Is there a way to combine 2 vectors in MATLAB such that:
mat = zeros(length(C),length(S));
for j=1:length(C)
mat(j,:)=C(j)*S;
end
Using normal MATLAB syntax similar to:
mat = C * S(1:length(S))
This gives a "Inner matrix dimensions must agree error" because it's trying to do normal matrix operations. This is not a standard Linear Algebra operation so I'm not sure how to correctly express it in MATLAB, but it seems like it should be possible without requiring a loop, which is excessively slow in MATLAB.
From your description, it sounds like a simple matrix operation. You just have to make sure you have the right dimensions for C and S. C should be a column vector (length(C)-by-1) and S should be a row vector (1-by-length(S)). Assuming they are the right dimensions, just do the following:
mat = C*S;
If you're not sure of their dimensions, this should work:
mat = (C(:))*(S(:)');
EDIT: Actually, I went a little crazy with the parentheses. Some of them are unnecessary, since there are no order-of-operation concerns. Here's a cleaner version:
mat = C(:)*S(:)';
EXPLANATION:
The matrix multiplication operator in MATLAB will produce either an inner product (resulting in a scalar value) or an outer product (resulting in a matrix) depending on the dimensions of the vectors it is applied to.

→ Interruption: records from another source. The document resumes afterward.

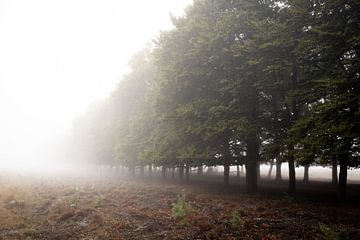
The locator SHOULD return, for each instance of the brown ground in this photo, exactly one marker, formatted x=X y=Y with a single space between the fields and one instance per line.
x=114 y=208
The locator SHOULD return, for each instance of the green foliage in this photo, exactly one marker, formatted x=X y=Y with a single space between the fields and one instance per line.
x=182 y=208
x=237 y=82
x=330 y=234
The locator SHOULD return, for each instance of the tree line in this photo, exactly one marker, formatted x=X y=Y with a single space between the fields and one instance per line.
x=237 y=82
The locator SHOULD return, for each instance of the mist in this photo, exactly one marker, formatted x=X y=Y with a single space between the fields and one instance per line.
x=59 y=57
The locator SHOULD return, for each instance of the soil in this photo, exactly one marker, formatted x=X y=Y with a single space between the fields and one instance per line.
x=120 y=208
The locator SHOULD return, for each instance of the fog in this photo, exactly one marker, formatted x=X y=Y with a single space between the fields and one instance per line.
x=56 y=58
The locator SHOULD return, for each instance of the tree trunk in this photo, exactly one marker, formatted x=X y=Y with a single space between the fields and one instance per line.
x=270 y=169
x=163 y=172
x=187 y=172
x=251 y=165
x=226 y=173
x=150 y=170
x=142 y=171
x=306 y=173
x=292 y=180
x=278 y=169
x=181 y=172
x=132 y=171
x=343 y=177
x=200 y=170
x=173 y=172
x=334 y=173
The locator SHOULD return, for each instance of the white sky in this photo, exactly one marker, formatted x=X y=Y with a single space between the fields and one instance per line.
x=58 y=56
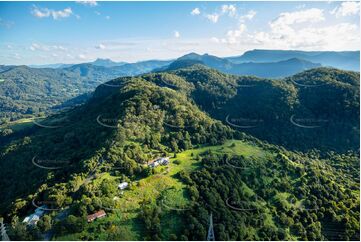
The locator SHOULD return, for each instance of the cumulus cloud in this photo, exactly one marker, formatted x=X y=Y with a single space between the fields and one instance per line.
x=100 y=47
x=215 y=40
x=81 y=57
x=346 y=9
x=176 y=34
x=196 y=11
x=213 y=17
x=91 y=3
x=45 y=13
x=42 y=47
x=6 y=24
x=282 y=25
x=234 y=35
x=229 y=9
x=297 y=30
x=248 y=16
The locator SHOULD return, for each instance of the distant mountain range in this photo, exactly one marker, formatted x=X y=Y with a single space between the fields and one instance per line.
x=28 y=90
x=347 y=60
x=261 y=69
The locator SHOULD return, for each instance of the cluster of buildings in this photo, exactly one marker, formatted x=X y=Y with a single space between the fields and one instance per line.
x=34 y=218
x=99 y=214
x=163 y=161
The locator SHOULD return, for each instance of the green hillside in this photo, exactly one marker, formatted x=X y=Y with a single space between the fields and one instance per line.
x=255 y=188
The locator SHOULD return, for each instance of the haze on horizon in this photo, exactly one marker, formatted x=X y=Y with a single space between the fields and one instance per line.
x=74 y=32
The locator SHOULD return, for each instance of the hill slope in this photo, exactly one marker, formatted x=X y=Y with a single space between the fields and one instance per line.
x=261 y=69
x=347 y=60
x=74 y=161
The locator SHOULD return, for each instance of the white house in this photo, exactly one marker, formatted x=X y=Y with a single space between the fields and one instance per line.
x=34 y=218
x=160 y=161
x=123 y=185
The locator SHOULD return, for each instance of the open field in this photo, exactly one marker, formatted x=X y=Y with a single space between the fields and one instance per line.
x=164 y=189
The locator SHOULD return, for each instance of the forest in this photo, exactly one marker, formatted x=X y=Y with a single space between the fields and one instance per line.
x=270 y=159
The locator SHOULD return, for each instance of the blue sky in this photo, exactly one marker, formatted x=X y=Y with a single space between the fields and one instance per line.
x=73 y=32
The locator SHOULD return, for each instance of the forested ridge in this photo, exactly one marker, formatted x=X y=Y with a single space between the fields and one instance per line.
x=293 y=173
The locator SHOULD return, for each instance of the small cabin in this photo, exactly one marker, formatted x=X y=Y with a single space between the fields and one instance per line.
x=123 y=185
x=160 y=161
x=99 y=214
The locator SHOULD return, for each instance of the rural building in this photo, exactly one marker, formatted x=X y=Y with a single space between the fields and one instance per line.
x=99 y=214
x=34 y=218
x=123 y=185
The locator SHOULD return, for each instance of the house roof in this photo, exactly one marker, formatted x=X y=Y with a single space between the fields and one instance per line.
x=98 y=214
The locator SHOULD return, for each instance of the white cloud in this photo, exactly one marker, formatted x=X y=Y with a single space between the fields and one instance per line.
x=6 y=24
x=35 y=46
x=42 y=47
x=215 y=40
x=250 y=15
x=346 y=9
x=282 y=25
x=230 y=9
x=196 y=11
x=213 y=17
x=91 y=3
x=45 y=13
x=297 y=30
x=176 y=34
x=100 y=47
x=234 y=35
x=81 y=57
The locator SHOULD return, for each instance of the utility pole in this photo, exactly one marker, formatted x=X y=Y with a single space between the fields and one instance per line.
x=4 y=236
x=210 y=236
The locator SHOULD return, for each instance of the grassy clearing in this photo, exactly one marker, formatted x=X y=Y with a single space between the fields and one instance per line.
x=20 y=124
x=164 y=185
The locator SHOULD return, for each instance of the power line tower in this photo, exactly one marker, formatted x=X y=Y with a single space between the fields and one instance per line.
x=210 y=235
x=4 y=236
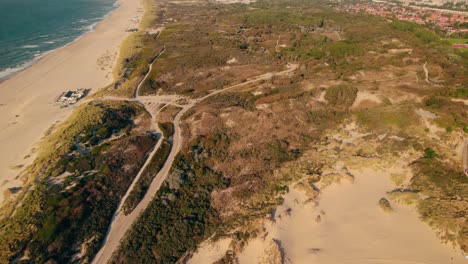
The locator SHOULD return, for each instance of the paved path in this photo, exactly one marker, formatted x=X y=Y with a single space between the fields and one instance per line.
x=121 y=223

The last equation above produces an outer product because of the use of the colon operator to reshape the dimensions of the vector arguments. The syntax C(:) reshapes the contents of C into a single column vector. The syntax S(:)' reshapes the contents of S into a column vector, then transposes it into a row vector. When multiplied, this results in a matrix of size (length(C)-by-length(S)).
Note: This use of the colon operator is applicable to vectors and matrices of any dimension, allowing you to reshape their contents into a single column vector (which makes some operations easier, as shown by this other SO question).
Try executing this in MATLAB:
mat = C*S'
As In:
C = [1; 2; 3];
S = [2; 2; 9; 1];
mat = zeros(length(C),length(S));
for j=1:length(C)
mat(j,:)=C(j)*S;
end
% Equivalent code:
mat2 = C*S';
myDiff = mat - mat2
Do you mean the following?
mat = zeros(length(C),length(S));
for j=1:length(C)
mat(j,:)=C(j)*S;
end
If so, it's simply matrix multiplication:
C' * S % if C and S are row vectors
C * S' % if C and S are column vectors
If you don't know whether C and S are row vectors or column vectors, you can use a trick to turn them into column vectors, then transpose S before multiplying them:
C(:) * S(:)'
I'm not entirely clear on what you're doing - it looks like your resulting matrix will consist of length(C) rows, where the ith row is the vector S scaled by the ith entry of C (since subscripting a vector gives a scalar). In this case, you can do something like
mat = repmat(C,[1 length(S)]) .* repmat(S, [length(C) 1])
where you tile C across columns, and S down rows.
Try this:
C = 1:3
S = 1:5
mat1 = C'*S
mat2 = bsxfun(#times, C',S)
(esp. good when the function you need isn't simpler MATLAB notation)
--Loren
Try using meshgrid:
[Cm, Sm] = meshgrid(C, S);
mat = Cm .* Sm;
edit: nevermind, matrix multiplication will do too. You just need one column vector C and one row vector S. Then do C * S.